La otra cara del Campillín la ofrecía durante la noche. El entorno del Hispania y la desembocadura en Gastañaga de las calles Carpio y Oscura era una zona de tráfico de droga y prostitución, y el ambiente no era demasiado recomendable. Muchas noches de verano, después de cenar, solíamos acudir al parque a pasear a una perra que teníamos y ocupábamos uno de los mismos bancos en los que «Flip» se sentaba durante el día. Allí solíamos juntarnos con más gente y charlar e, incluso, observar las pocas estrellas que la contaminación lumínica permitía distinguir. Recuerdo dos propietarios de perros bastante peculiares: uno de ellos, de tez rosada y alto y voluminoso, contaba que había engordado decenas de kilos para eludir el servicio militar; el otro, de pelo liso largo y cuidado, tipo Ruiz Cobos, y un acusado amaneramiento al expresarse, solía llamar a su perra con una entonación que provocaba la hilaridad de los presentes. Desde allí, en la zona un poco más elevada del parque, solíamos observar el ambiente nocturno, y más de una vez estuvimos a punto de tener un incidente porque la perra tenía bastante olfato para los trapicheos y solía ladrar a quien consideraba sospechoso. Y eso era lo que más abundaba por allí a esas horas.
Tras la infancia, aunque el sentido del lugar fue cambiando, el Campillín siguió siendo escenario vital durante la adolescencia y juventud. Bien como lugar discreto para botelladas (que no botellones) o también como escenario de algún amor fugaz, incluso sirvió de marco para la exaltación de la amistad en llamadas de madrugada desde la cabina telefónica que había a pocos metros de Gama y Amalita.
Posteriormente, la vida me llevó lejos de Oviedo y del parque y, aunque ya no lo visito tanto, el Campillín sigue allí, en esencia igual que en los años 80. Los árboles han crecido y la vegetación puede haber cambiado, pero las sendas y los muros de piedra rugosa son los mismos. Y, salvo que las recientes obras de rehabilitación en los pisos superiores de la manzana les afecten, aún pueden verse enfrente del parque los locales de Amalita y Gama cerrados, como otros tantos locales en otras tantas calles y ciudades, fruto de las sucesivas crisis neoliberales.

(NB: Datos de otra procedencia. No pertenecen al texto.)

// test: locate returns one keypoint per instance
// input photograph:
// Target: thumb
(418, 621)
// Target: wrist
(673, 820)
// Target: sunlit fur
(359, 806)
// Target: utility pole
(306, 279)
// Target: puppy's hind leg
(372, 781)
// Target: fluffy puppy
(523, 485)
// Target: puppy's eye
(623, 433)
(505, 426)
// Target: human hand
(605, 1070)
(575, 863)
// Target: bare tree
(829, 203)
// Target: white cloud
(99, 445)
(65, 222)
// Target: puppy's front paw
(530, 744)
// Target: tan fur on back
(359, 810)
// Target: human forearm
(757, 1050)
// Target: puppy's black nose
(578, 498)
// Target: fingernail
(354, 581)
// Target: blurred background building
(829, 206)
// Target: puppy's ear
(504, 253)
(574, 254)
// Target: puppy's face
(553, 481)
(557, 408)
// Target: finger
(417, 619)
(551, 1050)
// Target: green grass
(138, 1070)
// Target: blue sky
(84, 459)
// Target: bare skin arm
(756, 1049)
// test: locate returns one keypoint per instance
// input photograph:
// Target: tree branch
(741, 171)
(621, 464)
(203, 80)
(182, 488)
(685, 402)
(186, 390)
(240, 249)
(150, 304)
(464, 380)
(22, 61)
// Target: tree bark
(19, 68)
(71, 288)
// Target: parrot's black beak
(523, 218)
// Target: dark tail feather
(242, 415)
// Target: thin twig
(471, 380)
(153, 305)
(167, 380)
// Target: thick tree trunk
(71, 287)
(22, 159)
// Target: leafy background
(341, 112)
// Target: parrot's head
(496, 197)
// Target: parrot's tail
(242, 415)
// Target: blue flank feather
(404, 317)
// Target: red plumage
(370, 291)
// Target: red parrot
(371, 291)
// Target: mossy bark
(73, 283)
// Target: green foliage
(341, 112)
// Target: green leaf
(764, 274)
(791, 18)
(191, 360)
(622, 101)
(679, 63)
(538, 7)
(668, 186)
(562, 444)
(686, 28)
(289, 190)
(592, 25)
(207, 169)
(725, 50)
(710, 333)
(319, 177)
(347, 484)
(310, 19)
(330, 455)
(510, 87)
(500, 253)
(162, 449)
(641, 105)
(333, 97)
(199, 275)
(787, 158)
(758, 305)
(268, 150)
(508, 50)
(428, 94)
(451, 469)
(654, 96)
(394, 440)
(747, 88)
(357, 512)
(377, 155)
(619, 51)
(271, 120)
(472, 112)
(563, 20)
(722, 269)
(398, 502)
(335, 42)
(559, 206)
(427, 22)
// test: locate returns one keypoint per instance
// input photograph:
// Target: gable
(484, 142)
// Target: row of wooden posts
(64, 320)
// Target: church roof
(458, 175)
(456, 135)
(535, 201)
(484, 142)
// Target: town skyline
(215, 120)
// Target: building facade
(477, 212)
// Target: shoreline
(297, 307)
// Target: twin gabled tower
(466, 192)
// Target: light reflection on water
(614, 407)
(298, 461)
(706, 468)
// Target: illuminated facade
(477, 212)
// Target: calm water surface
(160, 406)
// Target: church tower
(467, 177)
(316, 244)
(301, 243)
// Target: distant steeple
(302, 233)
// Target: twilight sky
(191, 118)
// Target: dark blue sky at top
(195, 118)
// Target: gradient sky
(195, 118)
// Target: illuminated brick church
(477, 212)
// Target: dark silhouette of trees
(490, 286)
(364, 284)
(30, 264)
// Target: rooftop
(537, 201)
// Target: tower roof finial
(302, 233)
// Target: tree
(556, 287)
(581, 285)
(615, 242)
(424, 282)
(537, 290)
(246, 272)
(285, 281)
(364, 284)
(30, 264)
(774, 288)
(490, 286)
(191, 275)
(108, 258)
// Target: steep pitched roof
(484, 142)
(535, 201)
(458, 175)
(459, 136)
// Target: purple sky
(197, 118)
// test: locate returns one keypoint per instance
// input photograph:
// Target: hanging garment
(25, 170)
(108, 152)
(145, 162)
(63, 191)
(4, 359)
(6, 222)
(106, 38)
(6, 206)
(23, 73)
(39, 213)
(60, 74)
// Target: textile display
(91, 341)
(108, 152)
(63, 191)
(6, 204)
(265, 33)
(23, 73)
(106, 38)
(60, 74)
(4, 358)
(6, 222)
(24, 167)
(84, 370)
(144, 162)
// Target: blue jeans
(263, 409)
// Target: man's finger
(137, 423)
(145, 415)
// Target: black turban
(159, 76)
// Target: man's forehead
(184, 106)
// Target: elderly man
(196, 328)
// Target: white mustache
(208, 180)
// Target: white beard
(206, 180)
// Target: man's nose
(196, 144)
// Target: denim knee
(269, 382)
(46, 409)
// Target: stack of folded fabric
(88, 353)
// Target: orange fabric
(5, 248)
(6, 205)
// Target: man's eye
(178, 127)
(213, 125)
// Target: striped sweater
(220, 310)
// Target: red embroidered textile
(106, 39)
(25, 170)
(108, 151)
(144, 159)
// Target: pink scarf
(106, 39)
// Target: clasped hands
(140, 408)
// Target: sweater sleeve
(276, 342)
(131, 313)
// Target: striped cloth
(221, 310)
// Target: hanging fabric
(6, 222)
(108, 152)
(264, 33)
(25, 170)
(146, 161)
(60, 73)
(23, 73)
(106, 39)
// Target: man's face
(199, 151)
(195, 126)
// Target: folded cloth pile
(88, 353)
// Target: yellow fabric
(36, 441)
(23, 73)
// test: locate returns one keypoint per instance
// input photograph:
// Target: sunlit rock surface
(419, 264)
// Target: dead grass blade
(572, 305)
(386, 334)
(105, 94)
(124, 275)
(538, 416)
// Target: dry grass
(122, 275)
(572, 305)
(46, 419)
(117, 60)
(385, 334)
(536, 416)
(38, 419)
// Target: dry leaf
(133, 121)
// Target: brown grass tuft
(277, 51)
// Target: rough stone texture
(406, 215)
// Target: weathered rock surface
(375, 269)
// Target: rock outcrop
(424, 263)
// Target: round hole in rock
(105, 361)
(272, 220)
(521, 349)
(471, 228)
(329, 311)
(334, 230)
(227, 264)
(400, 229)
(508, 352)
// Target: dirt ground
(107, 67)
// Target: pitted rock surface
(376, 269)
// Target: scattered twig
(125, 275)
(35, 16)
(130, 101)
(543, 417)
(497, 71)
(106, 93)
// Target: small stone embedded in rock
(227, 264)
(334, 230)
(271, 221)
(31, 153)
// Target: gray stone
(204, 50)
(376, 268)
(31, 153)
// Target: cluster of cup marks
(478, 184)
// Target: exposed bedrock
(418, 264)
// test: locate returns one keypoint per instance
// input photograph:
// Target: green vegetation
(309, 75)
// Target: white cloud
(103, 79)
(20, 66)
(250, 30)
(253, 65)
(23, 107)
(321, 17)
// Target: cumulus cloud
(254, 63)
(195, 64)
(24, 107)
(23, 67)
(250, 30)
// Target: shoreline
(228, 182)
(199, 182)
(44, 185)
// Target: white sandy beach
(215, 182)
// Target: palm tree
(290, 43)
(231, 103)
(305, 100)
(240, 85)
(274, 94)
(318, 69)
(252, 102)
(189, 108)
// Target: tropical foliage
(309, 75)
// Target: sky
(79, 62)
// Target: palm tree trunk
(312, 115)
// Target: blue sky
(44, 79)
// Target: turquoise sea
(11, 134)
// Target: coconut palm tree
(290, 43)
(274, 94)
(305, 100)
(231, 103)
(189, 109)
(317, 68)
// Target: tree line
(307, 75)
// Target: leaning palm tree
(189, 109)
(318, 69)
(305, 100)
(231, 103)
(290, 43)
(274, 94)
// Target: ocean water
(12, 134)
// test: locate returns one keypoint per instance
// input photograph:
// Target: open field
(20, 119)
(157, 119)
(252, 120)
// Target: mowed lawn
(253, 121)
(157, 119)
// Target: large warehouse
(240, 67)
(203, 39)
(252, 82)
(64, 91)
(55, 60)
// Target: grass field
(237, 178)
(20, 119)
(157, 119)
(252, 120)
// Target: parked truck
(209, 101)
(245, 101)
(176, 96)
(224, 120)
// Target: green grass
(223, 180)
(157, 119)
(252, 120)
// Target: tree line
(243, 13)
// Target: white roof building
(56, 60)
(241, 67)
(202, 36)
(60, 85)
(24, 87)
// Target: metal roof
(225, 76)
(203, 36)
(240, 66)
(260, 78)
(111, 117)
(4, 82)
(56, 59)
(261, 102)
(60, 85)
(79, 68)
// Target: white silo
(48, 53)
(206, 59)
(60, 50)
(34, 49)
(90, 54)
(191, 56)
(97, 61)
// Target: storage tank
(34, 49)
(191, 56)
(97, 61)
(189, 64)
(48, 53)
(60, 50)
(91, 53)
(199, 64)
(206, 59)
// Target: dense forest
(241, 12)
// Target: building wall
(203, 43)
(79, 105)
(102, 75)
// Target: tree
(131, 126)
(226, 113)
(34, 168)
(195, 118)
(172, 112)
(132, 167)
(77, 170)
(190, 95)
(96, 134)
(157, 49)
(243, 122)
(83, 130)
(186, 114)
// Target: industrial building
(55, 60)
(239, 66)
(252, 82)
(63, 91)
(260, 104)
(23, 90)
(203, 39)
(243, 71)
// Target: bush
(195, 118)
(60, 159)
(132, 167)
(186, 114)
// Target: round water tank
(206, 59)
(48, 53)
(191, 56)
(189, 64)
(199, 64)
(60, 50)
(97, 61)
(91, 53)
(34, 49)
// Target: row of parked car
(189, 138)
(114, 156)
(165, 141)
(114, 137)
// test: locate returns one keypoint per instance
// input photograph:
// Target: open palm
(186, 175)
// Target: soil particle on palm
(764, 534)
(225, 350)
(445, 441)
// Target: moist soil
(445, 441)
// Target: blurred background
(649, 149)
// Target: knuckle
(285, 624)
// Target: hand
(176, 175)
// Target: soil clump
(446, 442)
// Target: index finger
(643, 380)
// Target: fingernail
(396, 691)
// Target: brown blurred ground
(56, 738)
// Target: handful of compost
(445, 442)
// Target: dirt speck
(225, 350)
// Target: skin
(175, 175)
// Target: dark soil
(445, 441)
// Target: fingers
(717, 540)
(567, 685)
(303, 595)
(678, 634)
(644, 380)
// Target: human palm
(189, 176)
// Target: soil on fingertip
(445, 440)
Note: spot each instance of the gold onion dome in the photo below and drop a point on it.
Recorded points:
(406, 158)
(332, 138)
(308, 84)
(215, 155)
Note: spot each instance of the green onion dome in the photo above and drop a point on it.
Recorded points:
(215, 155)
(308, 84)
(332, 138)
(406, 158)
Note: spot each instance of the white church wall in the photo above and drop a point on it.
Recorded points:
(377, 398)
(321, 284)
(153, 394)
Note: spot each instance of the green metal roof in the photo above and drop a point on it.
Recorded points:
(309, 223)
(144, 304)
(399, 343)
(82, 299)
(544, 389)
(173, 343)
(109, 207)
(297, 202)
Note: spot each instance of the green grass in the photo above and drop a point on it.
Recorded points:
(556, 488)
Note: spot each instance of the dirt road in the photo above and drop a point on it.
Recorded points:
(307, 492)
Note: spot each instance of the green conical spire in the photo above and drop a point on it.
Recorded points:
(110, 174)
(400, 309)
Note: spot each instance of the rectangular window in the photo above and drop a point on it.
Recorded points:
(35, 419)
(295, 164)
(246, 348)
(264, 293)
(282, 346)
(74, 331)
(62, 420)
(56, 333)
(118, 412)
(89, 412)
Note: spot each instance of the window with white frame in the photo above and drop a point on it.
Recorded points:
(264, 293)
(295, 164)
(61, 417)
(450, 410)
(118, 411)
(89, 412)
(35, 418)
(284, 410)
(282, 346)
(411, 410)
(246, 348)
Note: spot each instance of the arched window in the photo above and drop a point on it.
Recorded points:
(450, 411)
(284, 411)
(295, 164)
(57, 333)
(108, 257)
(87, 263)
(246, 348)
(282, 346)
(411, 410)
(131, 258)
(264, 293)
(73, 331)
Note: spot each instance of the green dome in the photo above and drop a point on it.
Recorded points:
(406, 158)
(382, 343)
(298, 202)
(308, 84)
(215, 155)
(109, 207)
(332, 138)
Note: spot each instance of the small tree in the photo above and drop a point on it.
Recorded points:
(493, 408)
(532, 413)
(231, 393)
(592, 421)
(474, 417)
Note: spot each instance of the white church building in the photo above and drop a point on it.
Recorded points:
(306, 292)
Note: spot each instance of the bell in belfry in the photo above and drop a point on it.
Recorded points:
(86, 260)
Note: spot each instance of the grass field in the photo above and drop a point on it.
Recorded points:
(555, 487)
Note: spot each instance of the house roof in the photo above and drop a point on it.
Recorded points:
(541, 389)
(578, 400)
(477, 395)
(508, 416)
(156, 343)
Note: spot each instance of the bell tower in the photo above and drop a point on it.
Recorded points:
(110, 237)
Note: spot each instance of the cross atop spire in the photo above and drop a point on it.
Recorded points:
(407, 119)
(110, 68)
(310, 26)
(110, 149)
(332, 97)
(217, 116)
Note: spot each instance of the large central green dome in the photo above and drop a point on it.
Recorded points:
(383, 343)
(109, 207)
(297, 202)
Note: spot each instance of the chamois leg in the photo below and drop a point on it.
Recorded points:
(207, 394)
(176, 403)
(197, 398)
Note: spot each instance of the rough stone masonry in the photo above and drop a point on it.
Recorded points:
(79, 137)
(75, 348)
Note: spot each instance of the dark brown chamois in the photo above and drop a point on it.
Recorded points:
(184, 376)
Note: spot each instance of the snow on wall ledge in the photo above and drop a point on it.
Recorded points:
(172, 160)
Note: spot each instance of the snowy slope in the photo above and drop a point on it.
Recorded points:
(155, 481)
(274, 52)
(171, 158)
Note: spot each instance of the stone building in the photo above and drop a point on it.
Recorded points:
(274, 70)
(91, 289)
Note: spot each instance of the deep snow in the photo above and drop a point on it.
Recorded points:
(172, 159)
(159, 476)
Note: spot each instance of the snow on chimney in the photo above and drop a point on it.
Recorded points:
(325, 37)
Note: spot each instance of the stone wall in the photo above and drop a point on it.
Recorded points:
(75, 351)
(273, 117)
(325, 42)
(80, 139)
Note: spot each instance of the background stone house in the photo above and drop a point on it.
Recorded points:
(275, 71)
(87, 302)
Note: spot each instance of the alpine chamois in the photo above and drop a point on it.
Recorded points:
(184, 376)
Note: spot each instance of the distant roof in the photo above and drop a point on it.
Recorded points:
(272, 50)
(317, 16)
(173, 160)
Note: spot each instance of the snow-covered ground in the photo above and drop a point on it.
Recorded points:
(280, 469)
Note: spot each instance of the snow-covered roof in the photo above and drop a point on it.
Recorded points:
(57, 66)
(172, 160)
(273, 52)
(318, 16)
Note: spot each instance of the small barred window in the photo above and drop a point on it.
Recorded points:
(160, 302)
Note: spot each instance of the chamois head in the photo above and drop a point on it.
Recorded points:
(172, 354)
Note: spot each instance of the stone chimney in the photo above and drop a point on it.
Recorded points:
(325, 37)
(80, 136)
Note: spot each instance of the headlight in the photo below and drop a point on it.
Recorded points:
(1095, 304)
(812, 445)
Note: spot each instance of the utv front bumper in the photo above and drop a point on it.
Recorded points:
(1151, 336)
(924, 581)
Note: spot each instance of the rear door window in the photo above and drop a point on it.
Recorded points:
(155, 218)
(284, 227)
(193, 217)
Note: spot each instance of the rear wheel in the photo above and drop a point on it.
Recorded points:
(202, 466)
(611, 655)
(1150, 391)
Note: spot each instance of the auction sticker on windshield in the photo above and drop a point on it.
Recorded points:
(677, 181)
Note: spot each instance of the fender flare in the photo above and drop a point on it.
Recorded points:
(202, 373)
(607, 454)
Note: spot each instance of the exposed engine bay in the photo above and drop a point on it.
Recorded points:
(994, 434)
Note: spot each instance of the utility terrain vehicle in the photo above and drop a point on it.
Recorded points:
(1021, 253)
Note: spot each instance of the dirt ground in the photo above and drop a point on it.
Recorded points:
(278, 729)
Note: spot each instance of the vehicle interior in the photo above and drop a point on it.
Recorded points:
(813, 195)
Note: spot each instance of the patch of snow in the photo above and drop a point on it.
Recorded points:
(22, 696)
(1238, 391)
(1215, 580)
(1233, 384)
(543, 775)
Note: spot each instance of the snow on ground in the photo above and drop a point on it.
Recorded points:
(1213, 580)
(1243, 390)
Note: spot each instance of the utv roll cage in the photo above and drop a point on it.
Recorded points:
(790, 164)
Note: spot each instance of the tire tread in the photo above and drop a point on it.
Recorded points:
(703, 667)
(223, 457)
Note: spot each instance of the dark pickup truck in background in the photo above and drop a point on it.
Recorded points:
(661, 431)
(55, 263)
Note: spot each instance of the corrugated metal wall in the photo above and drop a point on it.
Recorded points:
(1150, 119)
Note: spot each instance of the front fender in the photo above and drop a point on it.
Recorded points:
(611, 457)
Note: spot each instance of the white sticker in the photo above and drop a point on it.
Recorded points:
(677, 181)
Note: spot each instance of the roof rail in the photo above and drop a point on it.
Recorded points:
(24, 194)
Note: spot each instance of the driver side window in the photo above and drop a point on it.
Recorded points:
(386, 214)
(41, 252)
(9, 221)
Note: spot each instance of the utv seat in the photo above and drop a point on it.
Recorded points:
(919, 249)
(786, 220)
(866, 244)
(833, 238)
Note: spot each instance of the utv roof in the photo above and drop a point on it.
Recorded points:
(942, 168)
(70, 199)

Pero, crisis y transformaciones urbanas aparte, el Campillín y su entorno siguen y seguirán despertando el sentido del lugar y ejerciendo de hito y punto de referencia para todos los habitantes -presentes, pasados y futuros- del barrio de Santo Domingo.
Emilio J. Cepeda García (Oviedo, 1975) es Geógrafo, Profesor Tutor de Geografía y Responsable de Extensión Universitaria en el Centro Asociado de la UNED en Tudela (Navarra).